La première conclusion que l’on peut tirer de ces chiffres est que le monde n’est pas engagé, bien au contraire, dans la voie d’une réduction du recours aux énergies fossiles. Si l’utilisation du charbon stagne, la production de pétrole et de gaz naturel s’accroit de façon continue depuis dix ans. Aucune incertitude ne pèse sur la disponibilité des ressources et jusqu’à présent, aucun frein n’empêche les entreprises d’investir pour développer leur production.
La deuxième conclusion est la grande diversité des situations dans le monde. Les pays émergents, en raison de leur forte croissance, sont ceux qui ont de plus en plus recours aux énergies fossiles. Les Etats-Unis ont choisi de conserver un niveau d’utilisation très élevé mais en opérant un transfert du charbon vers le gaz naturel, favorable à la réduction des émissions. Seuls les pays européens ont engagé des politiques de sobriété et de diminution des consommations d’énergies fossiles.
La troisième conclusion est que la France fait partie des meilleures élèves. Sa consommation primaire s’est réduite en moyenne de 2% par an depuis dix ans. Par habitant, c’est l’une des plus faibles des pays développés (la moitié de celle observée aux Etats-Unis). Son niveau d’émission est donc aussi, grâce à son mix électrique, l’un des plus bas.
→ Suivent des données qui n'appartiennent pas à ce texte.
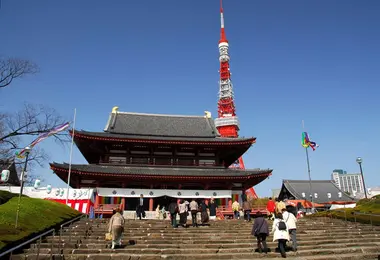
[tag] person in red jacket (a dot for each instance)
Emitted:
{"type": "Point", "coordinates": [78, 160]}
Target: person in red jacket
{"type": "Point", "coordinates": [271, 206]}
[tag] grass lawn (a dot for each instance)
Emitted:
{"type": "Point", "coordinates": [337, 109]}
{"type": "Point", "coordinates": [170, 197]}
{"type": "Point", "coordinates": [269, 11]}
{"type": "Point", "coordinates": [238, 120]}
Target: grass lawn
{"type": "Point", "coordinates": [35, 216]}
{"type": "Point", "coordinates": [362, 206]}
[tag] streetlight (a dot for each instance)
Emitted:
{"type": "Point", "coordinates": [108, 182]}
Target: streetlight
{"type": "Point", "coordinates": [27, 151]}
{"type": "Point", "coordinates": [359, 160]}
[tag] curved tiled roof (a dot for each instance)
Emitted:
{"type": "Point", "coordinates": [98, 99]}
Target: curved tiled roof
{"type": "Point", "coordinates": [9, 164]}
{"type": "Point", "coordinates": [321, 187]}
{"type": "Point", "coordinates": [161, 125]}
{"type": "Point", "coordinates": [159, 171]}
{"type": "Point", "coordinates": [165, 139]}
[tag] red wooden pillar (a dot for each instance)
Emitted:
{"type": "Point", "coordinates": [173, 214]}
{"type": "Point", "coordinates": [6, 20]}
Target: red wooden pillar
{"type": "Point", "coordinates": [97, 200]}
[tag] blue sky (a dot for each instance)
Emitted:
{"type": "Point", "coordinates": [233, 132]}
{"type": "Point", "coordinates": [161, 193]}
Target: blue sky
{"type": "Point", "coordinates": [294, 60]}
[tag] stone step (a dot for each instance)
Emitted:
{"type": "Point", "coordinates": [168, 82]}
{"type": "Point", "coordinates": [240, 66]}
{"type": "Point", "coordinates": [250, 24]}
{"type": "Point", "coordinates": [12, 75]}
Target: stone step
{"type": "Point", "coordinates": [200, 231]}
{"type": "Point", "coordinates": [208, 229]}
{"type": "Point", "coordinates": [252, 243]}
{"type": "Point", "coordinates": [154, 239]}
{"type": "Point", "coordinates": [304, 254]}
{"type": "Point", "coordinates": [164, 250]}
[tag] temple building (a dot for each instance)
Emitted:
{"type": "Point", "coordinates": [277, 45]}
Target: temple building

La place de l’environnement dans le débat politique y est donc paradoxale et les ressources publiques qui sont y consacrées disproportionnées. Le nucléaire apporte une contribution décisive qui va se renforcer avec la fin des travaux sur les réacteurs et la mise en service de l’EPR. Un chiffre est révélateur. Le solde des échanges d’électricité au mois de mai a atteint le niveau sans précédent de 9 TWh. La France va donc contribuer davantage encore dans l’avenir à la réalisation des objectifs de réduction des émissions de l’Europe grâce à une électrification décarbonnée, ce qui rend d’autant plus souhaitable l’adoption d’une réforme du marché européen de l’électricité qui corresponde à ses besoins.